NEMMC: What do you think the value is in chasing down and re-releasing films considered by some to be lowbrow or trashy? What excites you about this flavor of cinema?
CN: It all comes down to one thing for me: entertainment. As I said before, I don’t think any media should be lost or forgotten, so a lot of what I’m doing (reviewing, watching, re-releasing) is an effort to not let a movie be forgotten. Believe me, there are a plethora of titles that I wish I hadn’t wasted my time on, but I know that there is an audience for each and every one of those films regardless of whether or not I like them all.
NEMMC: Jumping off my last question, what is the value for you of collecting and distributing films on the VHS format?
CN: There will always be a new movie waiting if you continue to dig into past releases that may have missed the digital boat. There are a lot of solid digital distributors putting out titles for the first time on DVD and Blu-ray. However, there are still thousands of films that haven’t seen the light of a commerce shelf in decades and unless there is a push from fans a lot of these movies could cease to be. That’s really what collecting/distributing is all about to me; making sure that the right entertainment finds the right person. Life’s too short not to be entertained.
NEMMC: Do you think the VHS format will ever experience a resurgence the way vinyl has been experiencing over the last decade?
CN: That’s a tough question as a big part of the modern renaissance in vinyl can be attributed to, in my opinion, the fact that production of turntables never really stopped altogether. Manufacturers like Denon, Pioneer, Yamaha and Sony never ceased production on their turntables. It wasn’t long after VHS stopped being produced that the production of VCRs slowed.
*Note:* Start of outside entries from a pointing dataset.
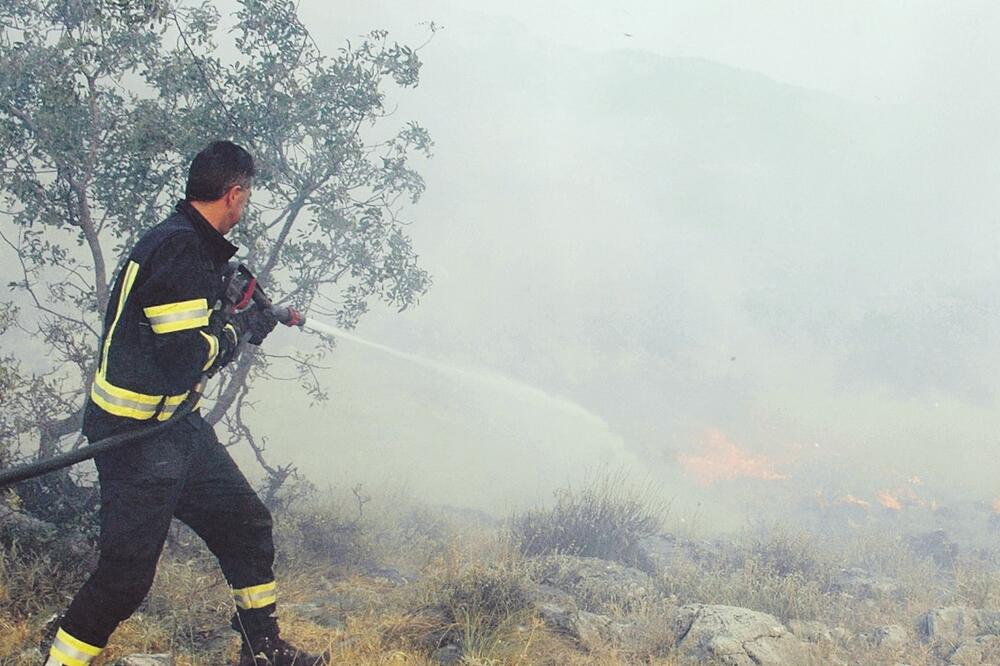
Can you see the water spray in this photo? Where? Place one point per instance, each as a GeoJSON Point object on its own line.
{"type": "Point", "coordinates": [242, 293]}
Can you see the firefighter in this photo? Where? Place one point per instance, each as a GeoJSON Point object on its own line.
{"type": "Point", "coordinates": [162, 331]}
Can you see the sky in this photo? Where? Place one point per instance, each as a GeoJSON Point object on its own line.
{"type": "Point", "coordinates": [746, 251]}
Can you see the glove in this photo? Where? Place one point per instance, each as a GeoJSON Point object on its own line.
{"type": "Point", "coordinates": [228, 333]}
{"type": "Point", "coordinates": [256, 324]}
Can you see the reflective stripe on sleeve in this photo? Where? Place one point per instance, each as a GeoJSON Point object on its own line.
{"type": "Point", "coordinates": [182, 316]}
{"type": "Point", "coordinates": [131, 271]}
{"type": "Point", "coordinates": [257, 596]}
{"type": "Point", "coordinates": [69, 651]}
{"type": "Point", "coordinates": [213, 349]}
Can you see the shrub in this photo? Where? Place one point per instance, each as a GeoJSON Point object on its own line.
{"type": "Point", "coordinates": [607, 519]}
{"type": "Point", "coordinates": [481, 609]}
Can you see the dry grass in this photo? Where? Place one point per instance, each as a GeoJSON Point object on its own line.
{"type": "Point", "coordinates": [606, 518]}
{"type": "Point", "coordinates": [470, 586]}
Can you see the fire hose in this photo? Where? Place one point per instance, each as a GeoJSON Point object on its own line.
{"type": "Point", "coordinates": [242, 292]}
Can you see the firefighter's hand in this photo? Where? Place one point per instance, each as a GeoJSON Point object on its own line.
{"type": "Point", "coordinates": [258, 323]}
{"type": "Point", "coordinates": [228, 333]}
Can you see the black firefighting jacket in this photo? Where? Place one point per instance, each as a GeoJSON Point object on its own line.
{"type": "Point", "coordinates": [156, 339]}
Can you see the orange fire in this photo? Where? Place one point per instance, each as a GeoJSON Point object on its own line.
{"type": "Point", "coordinates": [721, 460]}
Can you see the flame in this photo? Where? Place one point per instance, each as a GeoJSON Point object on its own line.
{"type": "Point", "coordinates": [721, 460]}
{"type": "Point", "coordinates": [886, 499]}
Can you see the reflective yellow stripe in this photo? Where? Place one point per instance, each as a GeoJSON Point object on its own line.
{"type": "Point", "coordinates": [257, 596]}
{"type": "Point", "coordinates": [72, 651]}
{"type": "Point", "coordinates": [181, 316]}
{"type": "Point", "coordinates": [213, 350]}
{"type": "Point", "coordinates": [131, 270]}
{"type": "Point", "coordinates": [123, 402]}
For a few years the DVD/VCR combo sold moderately well, but finding that option in stores is not an easy task nowadays. A VHS resurgence would require a company to start manufacturing new players, similar to what Crosley is doing with turntables. If we get to that point I believe you’ll see VHS again.
NEMMC: What does the future hold for The Trash Pile? What are some of your goals going forward?
CN: Honestly, I’m not sure. 2016 has been a ridiculous year for me due to a number of life-changing events, so, doing anything creative like podcasting and generating more VHS output seems like a real challenge for me emotionally. I have been focusing on doing some manufacturing of VHS for directors and distributors who want their titles on an analog format. For example, I just did a batch of VHS for an awesome indie film currently hitting the festival circuit called, MUTE, by A Color Green–a production company out of New York. And I’ve also had directors ask me to give their films a VHS release, like Jason Stephenson, who ask me to release his film STRIP CLUB SLASHER earlier this year. His film is now part of The Trash Pile catalog. That was a really fun project because I had the chance to reuse ‘Strawberry Shortcake’ pink clamshell cases for the release.
Chris Nichols and The Trash Pile project are a fun and creative insight into one of the many different ways in which collectors and VHS enthusiasts are keeping the format alive while simultaneously introducing or re-introducing the public to a variety of largely forgotten films of yesterday. Those of us who share their passion hope that Nichols can keep the creative juices flowing and continue to expose us to more analog craziness in 2017 and beyond!